October 1, 2009, Updated September 14, 2012

For Israeli director Samuel Maoz, the making of his first feature film Lebanon was both a labor of love and an exorcism of demons – the love being cinema and the demons being the images of the Lebanon War he fought back in 1982.

The fact that the film succeeds in both endeavors is a testament to Maoz’s drive, vision and until now, unexploited talent. Seemingly coming out of nowhere, Lebanon beat other, more high-profile films including Michael Moore’s Capitalism: A Love Story, Todd Solonz’s Life During Wartime, Werner Herzog’s Bad Lieutenant: Port of New Orleans and John Hillcoat’s The Road to win the Golden Lion, the top prize, at the 66th Venice Film Festival last month and bring Lebanon to international awareness.

Lebanon’s world premiere took place in August at the Jerusalem Film Festival. The movie is based on Maoz’s battle memories from when he was a tank gunner in the war. The hard-hitting film is shot almost entirely from the perspective of the soldiers inside the tank.

It stars well-known Israeli actors Oshri Cohen, Yoav Donat, Itay Tiran, Michael Moshonov and Zohar Strauss, and is uncompromising in its depiction of the confusion of war, the inevitability of casualties (both civilian and military), and the claustrophobia of being stuck inside a machine that protects soldiers but can become a death trap at any moment.

“I didn’t want the audience just to understand the story but to feel it,” Maoz told the Financial Times. “Because feeling is understanding.
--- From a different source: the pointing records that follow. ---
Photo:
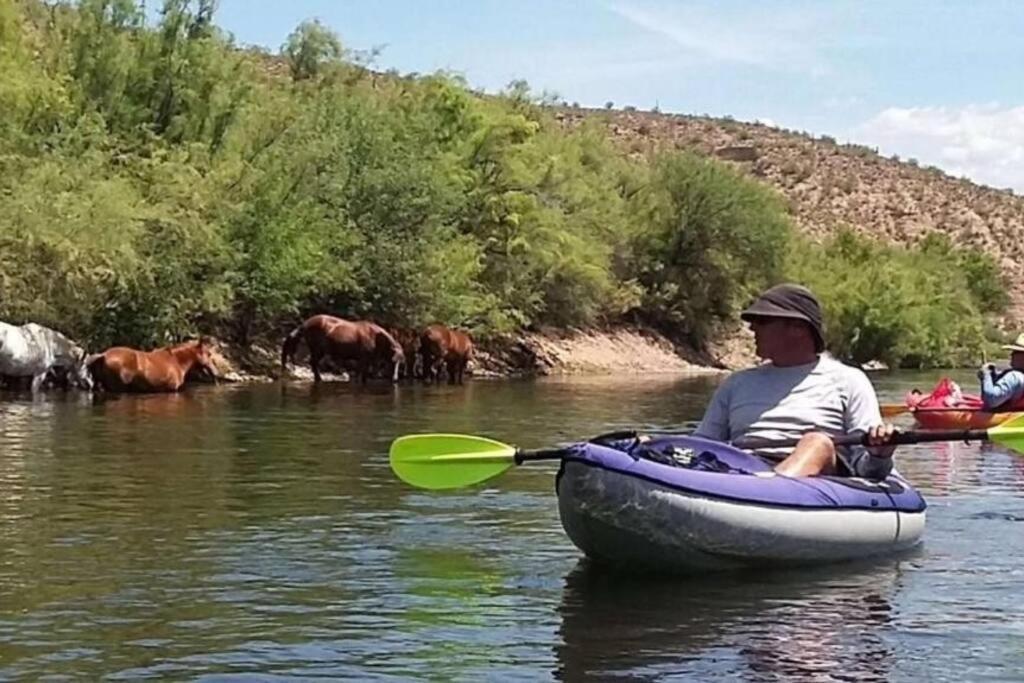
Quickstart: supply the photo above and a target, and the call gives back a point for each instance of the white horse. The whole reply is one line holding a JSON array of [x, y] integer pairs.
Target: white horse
[[32, 350]]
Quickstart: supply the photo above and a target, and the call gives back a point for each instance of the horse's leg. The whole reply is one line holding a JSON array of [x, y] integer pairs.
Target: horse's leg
[[37, 381], [314, 357]]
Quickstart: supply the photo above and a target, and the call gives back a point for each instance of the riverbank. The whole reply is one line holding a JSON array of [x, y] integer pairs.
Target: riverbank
[[611, 350]]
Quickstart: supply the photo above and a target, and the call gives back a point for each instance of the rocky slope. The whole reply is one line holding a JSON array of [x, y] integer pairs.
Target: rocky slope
[[829, 184]]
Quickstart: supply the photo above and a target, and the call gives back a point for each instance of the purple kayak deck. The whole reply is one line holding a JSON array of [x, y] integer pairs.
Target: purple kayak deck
[[717, 470]]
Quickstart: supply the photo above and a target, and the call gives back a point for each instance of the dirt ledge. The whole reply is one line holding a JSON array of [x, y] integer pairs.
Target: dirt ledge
[[620, 349]]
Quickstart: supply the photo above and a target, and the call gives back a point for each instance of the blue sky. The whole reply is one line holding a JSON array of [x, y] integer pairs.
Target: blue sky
[[938, 81]]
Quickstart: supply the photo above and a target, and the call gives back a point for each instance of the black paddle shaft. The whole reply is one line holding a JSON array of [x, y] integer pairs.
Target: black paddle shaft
[[544, 454], [902, 438], [857, 438]]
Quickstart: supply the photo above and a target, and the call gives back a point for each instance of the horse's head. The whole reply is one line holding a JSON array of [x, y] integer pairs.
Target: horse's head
[[203, 363]]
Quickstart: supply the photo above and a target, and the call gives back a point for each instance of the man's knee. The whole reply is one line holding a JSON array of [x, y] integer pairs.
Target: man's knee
[[818, 442]]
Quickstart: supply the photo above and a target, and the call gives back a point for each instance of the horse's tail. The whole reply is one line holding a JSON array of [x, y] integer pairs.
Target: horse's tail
[[289, 347]]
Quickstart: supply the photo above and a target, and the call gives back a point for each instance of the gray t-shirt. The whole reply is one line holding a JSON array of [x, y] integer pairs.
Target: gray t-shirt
[[775, 403]]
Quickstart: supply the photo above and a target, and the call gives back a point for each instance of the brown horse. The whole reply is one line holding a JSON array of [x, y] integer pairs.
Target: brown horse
[[343, 342], [441, 346], [410, 342], [123, 369]]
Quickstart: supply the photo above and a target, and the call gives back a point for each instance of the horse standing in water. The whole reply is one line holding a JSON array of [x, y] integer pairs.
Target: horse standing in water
[[344, 341], [451, 348], [32, 350], [123, 369]]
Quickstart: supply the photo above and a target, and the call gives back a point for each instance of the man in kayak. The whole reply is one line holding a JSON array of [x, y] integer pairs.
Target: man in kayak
[[1004, 390], [801, 392]]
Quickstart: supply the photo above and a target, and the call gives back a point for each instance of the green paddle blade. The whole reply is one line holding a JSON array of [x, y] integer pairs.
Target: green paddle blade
[[1010, 434], [449, 461]]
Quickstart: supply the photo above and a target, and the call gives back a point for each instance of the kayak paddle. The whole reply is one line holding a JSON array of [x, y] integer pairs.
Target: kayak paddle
[[454, 461]]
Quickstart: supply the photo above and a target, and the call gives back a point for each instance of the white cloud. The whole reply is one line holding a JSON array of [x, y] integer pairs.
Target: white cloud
[[761, 35], [985, 142]]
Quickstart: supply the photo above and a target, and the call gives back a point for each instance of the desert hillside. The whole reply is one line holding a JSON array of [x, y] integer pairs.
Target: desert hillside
[[830, 184]]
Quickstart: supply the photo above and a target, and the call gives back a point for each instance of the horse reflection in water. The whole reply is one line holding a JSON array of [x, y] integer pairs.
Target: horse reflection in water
[[806, 626], [32, 350]]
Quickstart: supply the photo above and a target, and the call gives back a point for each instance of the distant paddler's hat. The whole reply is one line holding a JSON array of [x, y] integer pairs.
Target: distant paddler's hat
[[794, 302], [1018, 344]]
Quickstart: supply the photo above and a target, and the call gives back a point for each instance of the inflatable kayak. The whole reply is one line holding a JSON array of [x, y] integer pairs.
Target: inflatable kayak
[[948, 408], [953, 418], [686, 504]]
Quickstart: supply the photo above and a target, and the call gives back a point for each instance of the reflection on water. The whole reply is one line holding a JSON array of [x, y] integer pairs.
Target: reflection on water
[[763, 627], [258, 530]]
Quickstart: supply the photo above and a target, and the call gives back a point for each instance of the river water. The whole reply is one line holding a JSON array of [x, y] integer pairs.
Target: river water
[[241, 531]]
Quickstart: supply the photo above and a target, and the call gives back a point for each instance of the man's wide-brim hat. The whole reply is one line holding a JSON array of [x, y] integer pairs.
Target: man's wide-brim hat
[[1018, 344], [794, 302]]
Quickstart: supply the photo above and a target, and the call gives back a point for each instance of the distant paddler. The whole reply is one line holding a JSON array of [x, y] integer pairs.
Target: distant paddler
[[1005, 390]]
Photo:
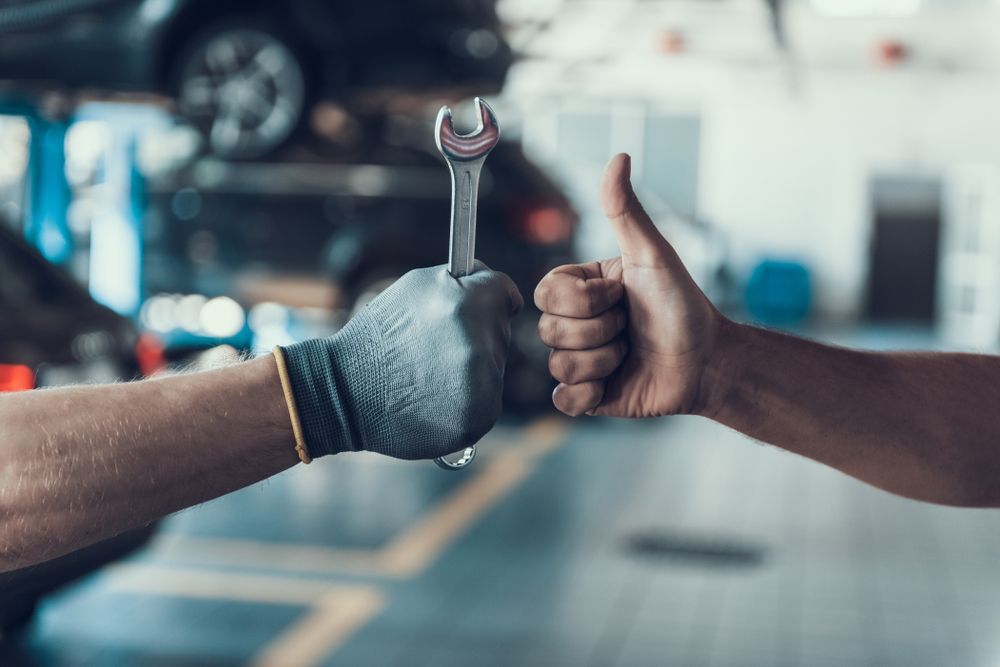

I want the audience inside the tank so they totally identify with the actors. You only see what they see. You only know what they know. What I asked from my designer… was that we don’t just see and hear the experience of being there, we smell and taste it.”

‘An astonishing piece of cinema’

Maoz must have succeeded in his task because reactions to the film have been superlative. Variety described Lebanon as the boldest and best of the recent mini-wave of Israeli movies; The New York Times called it “an astonishing piece of cinema.”

Born in Tel Aviv in 1962, Maoz began making short films after receiving an eight millimeter camera as a bar mitzva present. Following his army service and his graduation from film school in 1987, Maoz has been an active figure in the Israeli cinema world, primarily working as an art director and a director of commercials.

But despite his thriving career, Maoz’s thoughts kept coming back to the war in Lebanon. He attempted to write a script about his experiences in the six years following the war, but the events were still too fresh in his memory, he told the Financial Times, so he shelved the project.

“Then in 2006 I was watching news of the second Lebanon war and I thought, ‘In 25 years nothing has changed.’ I was very depressed, also, because I was 45 and thought I must do something with my life. I started writing again and suddenly I couldn’t stop. I felt like a rocket trembling before take-off. I wrote the script in four weeks,” he said.

According to Maoz, the process of making the film was deeply cathartic, and he hopes it will help other veterans who have remained traumatized by the war.

A memory that is stabbed on the soul

“Making this film has got me my life back and that is more precious than any award. Without fully knowing it, I have been deeply traumatized since 1982, as has a whole generation of Israelis, people who are now running the country. Making Lebanon and finally confronting what happened in that war has given me my true feelings back and I can cry real tears once more,” he told reporters after winning the award in Venice.

Along with Waltz With Bashir and Beaufort, two other Israeli films about the Lebanon War, both of which were nominated for Academy Awards, Lebanon is a bold attempt to dredge up a troubled part of Israel’s history to enable those involved to shed some of the shadows they’ve been carrying around for 17 years.

“I dedicate this work to the thousands of people all over the world who, like me, come back from war safe and sound,” said Maoz at the closing ceremony of the Venice festival. “Apparently they are fine, they work, get married, have children. But inside, the memory will remain stabbed in their soul.”

Immediately after winning the top prize, Maoz told Israel TV in a phone interview that he hopes the movie “helps people understand our country better, understand our society better, and the complexity of our society better.”